Bug #5139
closedNLSR not reacting correctly on neighbor down
100%
Description
Regression was introduced in #5009 (https://gerrit.named-data.net/c/NLSR/+/5745/11/src/hello-protocol.cpp).
Due to conflicting if and else:
1
2
the neighbor is not marked as INACTIVE.
Will need a unit test to stop this from happening in the future.
Furthermore, even if this was correct, in Hyperbolic routing mode the routing table calculation is not scheduled so NLSR takes a long time to reflect the status of the neighbor in the FIB.

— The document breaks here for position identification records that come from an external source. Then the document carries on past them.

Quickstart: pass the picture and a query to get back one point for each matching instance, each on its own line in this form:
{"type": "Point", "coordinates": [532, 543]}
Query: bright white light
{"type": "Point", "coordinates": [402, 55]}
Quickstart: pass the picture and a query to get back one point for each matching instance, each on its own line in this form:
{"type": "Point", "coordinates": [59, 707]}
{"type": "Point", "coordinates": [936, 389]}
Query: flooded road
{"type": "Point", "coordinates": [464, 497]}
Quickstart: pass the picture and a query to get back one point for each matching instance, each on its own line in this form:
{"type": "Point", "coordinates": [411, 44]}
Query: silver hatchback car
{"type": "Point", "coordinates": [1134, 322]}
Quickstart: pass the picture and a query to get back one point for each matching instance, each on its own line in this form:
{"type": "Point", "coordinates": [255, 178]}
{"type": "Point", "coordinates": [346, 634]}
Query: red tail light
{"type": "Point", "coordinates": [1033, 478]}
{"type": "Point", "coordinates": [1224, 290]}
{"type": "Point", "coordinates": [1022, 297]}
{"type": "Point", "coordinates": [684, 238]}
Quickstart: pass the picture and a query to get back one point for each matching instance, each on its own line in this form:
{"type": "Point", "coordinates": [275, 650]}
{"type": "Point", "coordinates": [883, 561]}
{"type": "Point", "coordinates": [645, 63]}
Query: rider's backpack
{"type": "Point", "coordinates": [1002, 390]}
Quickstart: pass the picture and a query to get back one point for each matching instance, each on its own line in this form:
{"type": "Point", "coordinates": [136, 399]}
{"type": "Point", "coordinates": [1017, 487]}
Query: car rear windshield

       Updated by Ashlesh  Gawande almost 5 years ago
      Updated by Ashlesh  Gawande almost 5 years ago
      
    
    - Subject changed from NLSR not reacting correctly neighbor down to NLSR not reacting correctly on neighbor down
- Status changed from New to Code review
- % Done changed from 0 to 100
       Updated by Ashlesh  Gawande almost 5 years ago
      Updated by Ashlesh  Gawande almost 5 years ago
      
    
    - Status changed from Code review to Closed
       Updated by Ashlesh  Gawande over 4 years ago
      Updated by Ashlesh  Gawande over 4 years ago
      
    
    Seems like for HR, it is not straight forward to remove the FIB entry completely in a short time.
Example:
c---a---b---d:
Once successfully converged, the routing table at a will have the following routes:
Routing Table:
  Destination: /ndn/b-site/%C1.Router/cs/b
    NextHop(Uri: udp4://10.0.0.2:6363, Cost: 0)
    NextHop(Uri: udp4://10.0.0.6:6363, Cost: 1.41926)
  Destination: /ndn/c-site/%C1.Router/cs/c
    NextHop(Uri: udp4://10.0.0.6:6363, Cost: 0)
    NextHop(Uri: udp4://10.0.0.2:6363, Cost: 1.41926)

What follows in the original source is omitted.